21,000 paths later, I think the word convergence game and this benchmark are probing something real about how language models organize knowledge. Prior work has studied static embedding geometry extensively. This probes navigation: whether models can traverse conceptual space consistently, and whether that traversal has geometric structure.

The answer is yes, with caveats. The coarse structure is consistent: every model has a measurable gait, every model navigates asymmetrically, every model shows bridge bottleneck behavior (though specific landmarks differ by scale). These properties replicate across 12 models from 11 independent training pipelines and hold up across protocol variations. The fine-grained mechanisms — why specific bridges survive perturbation, why Gemini fragments differently, why sadness is indestructible — resist every single-variable explanation I've tried.

The graveyard may be the real finding here. The benchmark maps the shape of what we can and can't predict about how language models think. We can predict the roads, but we can't predict the traffic.

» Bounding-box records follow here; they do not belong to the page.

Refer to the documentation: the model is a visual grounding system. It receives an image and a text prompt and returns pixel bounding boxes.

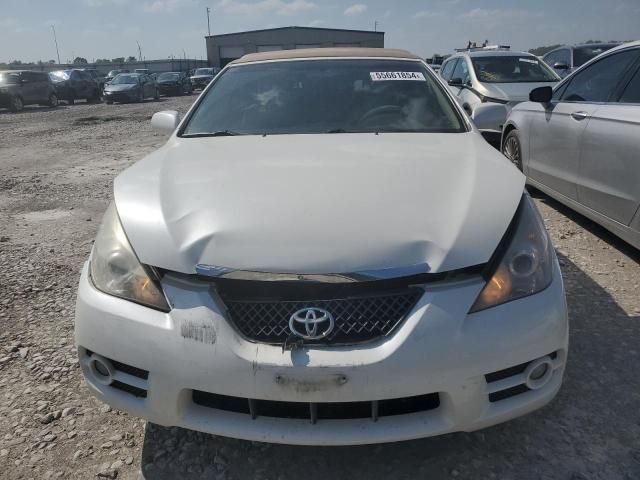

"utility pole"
[51,25,60,65]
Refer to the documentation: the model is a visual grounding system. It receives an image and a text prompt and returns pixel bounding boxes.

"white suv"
[76,48,568,445]
[440,48,560,145]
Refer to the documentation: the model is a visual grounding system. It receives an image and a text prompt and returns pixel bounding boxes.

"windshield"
[573,43,616,68]
[49,70,69,82]
[111,73,138,85]
[0,73,20,85]
[183,59,465,136]
[471,55,560,83]
[158,72,180,80]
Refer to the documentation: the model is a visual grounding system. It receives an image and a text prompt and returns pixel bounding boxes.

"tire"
[9,97,24,113]
[502,129,522,172]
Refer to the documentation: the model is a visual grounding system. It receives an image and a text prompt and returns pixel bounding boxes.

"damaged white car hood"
[115,132,525,274]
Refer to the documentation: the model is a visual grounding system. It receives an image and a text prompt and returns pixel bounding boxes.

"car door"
[577,53,640,225]
[32,72,49,103]
[142,75,155,97]
[20,72,38,105]
[526,47,635,200]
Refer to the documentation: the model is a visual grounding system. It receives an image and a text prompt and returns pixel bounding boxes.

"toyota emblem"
[289,307,335,340]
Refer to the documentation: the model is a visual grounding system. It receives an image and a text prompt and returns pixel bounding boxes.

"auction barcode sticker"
[369,72,427,82]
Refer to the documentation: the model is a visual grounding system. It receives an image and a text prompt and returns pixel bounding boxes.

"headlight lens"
[469,194,554,313]
[90,203,170,312]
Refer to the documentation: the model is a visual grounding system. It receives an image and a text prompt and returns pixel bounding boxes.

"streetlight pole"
[51,25,60,65]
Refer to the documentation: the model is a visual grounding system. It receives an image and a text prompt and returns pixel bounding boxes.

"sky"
[0,0,640,62]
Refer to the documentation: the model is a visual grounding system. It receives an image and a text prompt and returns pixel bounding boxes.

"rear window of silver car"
[181,59,466,136]
[471,55,560,83]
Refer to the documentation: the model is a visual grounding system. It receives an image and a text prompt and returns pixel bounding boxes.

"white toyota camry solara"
[75,49,568,445]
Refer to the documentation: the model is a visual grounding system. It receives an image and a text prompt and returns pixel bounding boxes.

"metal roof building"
[205,27,384,67]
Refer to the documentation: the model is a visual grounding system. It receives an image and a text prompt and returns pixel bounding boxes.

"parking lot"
[0,95,640,480]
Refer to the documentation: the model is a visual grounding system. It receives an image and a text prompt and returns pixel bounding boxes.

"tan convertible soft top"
[231,47,421,65]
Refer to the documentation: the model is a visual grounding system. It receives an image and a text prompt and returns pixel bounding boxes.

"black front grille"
[192,390,440,423]
[221,288,423,344]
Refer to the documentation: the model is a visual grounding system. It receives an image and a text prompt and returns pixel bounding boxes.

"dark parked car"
[82,68,106,93]
[49,69,102,105]
[191,68,215,90]
[156,72,193,95]
[542,43,619,78]
[104,68,129,83]
[104,73,160,105]
[0,70,58,112]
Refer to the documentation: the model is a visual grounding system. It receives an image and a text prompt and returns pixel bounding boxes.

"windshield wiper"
[324,128,356,133]
[182,130,243,138]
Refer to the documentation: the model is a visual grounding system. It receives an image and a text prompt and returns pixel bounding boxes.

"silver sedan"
[502,42,640,248]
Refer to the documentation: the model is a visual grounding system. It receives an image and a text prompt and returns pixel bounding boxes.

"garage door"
[220,47,244,58]
[258,45,282,52]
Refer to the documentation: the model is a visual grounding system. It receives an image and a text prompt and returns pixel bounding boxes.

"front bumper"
[76,262,568,445]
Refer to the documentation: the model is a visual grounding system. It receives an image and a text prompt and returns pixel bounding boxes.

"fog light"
[529,363,549,380]
[524,355,553,390]
[89,353,115,385]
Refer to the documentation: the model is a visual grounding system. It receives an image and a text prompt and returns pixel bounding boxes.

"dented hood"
[115,132,524,273]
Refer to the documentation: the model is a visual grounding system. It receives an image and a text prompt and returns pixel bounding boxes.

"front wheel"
[502,130,522,172]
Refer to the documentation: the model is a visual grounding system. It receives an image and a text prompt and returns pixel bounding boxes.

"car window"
[440,58,458,80]
[451,58,471,83]
[542,52,558,67]
[182,59,466,136]
[471,55,560,83]
[619,69,640,104]
[554,48,571,66]
[0,72,20,85]
[562,49,639,102]
[573,43,616,68]
[111,73,138,85]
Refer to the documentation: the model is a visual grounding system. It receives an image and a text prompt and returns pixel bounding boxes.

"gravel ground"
[0,96,640,480]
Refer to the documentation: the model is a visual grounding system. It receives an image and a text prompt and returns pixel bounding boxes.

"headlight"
[469,194,554,313]
[90,203,170,312]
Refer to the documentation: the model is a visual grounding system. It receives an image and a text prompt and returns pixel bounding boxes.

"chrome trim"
[195,263,431,283]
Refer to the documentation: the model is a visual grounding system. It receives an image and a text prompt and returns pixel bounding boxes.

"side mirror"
[471,103,507,132]
[529,87,553,103]
[151,110,180,134]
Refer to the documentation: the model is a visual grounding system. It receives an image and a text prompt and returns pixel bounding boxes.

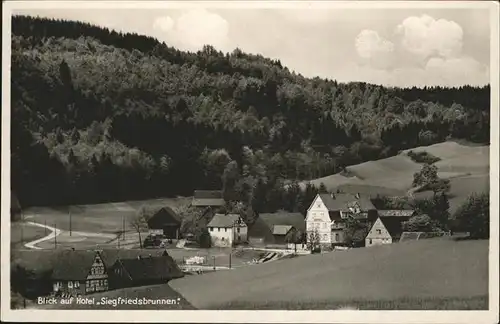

~21,540 elicitations were collected between March 2-7, 2026, using 12 models (Claude Sonnet 4.6, GPT-5.2, Grok 4.1 Fast, Gemini 3 Flash, Qwen 3.5, MiniMax M2.5, Kimi K2.5, Llama 3.1 8B, DeepSeek V3.2, Mistral Large 3, Cohere Command A, Llama 4 Maverick) via OpenRouter. This benchmark extends the word convergence game (repo). The experimental pipeline (code, analysis, drafting) was built with heavy AI assistance; I designed the experiments and interpreted the results. The full dataset, and analysis code are available in the conceptual-topology-mapping-benchmark repository.